Yüzyıllardır aralık ayında evlerin başköşesi yılbaşı ağaçlarına ayrılır. Soğuk ve karanlık kış günlerinde ebedi, sonsuz hayatın sembolüdür evin içindeki canlı çam ağacı... Nam-ı diğer Noel ağacı. Hayatın ta kendisidir. Evin başköşesi, baş tacı olur.
Ortaçağ Almanya’sı Noel ağacı geleneğinin haklı yaratıcıları olarak kabul edilir. Ağaçlar aralık ayının 24’ünde evlere girer. Kırmızı elmalarla ve mumlarla süslenir. Böylece her evde, ağaçlar sayesinde minyatür ‘Adem’in Bahçeleri’ yaratılmış olur. ‘Cennetin Ağaçları’ evlere girer, inançlı ailelere umut olur. Elmalar, Adem ve Havva’nın henüz dokunup da günah işlemediği zamana referanstır. Elma, meyve her zaman doğurganlığı anlatır. Ağaçlara yerleştirilen 12 mum ise 12 habercinin ışığıdır.
Bu gelenek tüm dünyaya yayılacak, kabul görecek, baş tacı edilecektir; ancak hemen değil. Dünyada en yaygın gelenek haline gelebilmesi için birkaç yüzyıllık bir zaman geçecektir.

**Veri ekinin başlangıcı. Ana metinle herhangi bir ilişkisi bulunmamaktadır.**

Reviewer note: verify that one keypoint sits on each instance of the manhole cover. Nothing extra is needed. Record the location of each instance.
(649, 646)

İngiltere kraliyet ailesinin en etkileyici fertlerinden Kraliçe Victoria ve eşi Prens Albert’in 1846 yılında Noel Ağacı’na sarayda yer vermesi tüm dünyayı etkileyecektir.
Kraliçe her zamanki gibi iddialı bir yaklaşım sergilemiş; Noel ağacını oyuncaklar, şekerler, kekler ve patlamış mısırlarla donatmıştır. Dünyanın kalbini çocukların heyecanını kazanarak edinir Kraliçe Victoria. Ve bu sayede Noel Ağacı tüm dünyada popüler olur. Pagan kültürlerinde; ağaçlara tapılırken, ağaçların güneş tanrısının sembolü olduğuna, hayat ve doğurganlığına inanılırdı.
Eski Mısır’ın güneş tanrısı Ra, zaman içinde Noel ağaçlarında vücut bulmuştu. Yılbaşı ağaçlarının en bilinen dekoratif objesi altın yıldız, tam da bu sebeple ağaçların tepesine yerleştirilir. Güneş gibi ışığını ve kuvvetini yayabilsin, yol gösterebilsin diye. 4. yüzyıla ait rölief, Victoria & Albert Müzesi’nde bugünlerden çok da farklı değil.
17. yüzyıl itibariyle Kuzey Amerika’da yayılmaya başlayan Noel Ağacı tarihteki yerini yüzyıllar boyunca, yeni yılın doğumunun habercisi rolünü koruyacak; insanlığa umut olmayı sürdürecek.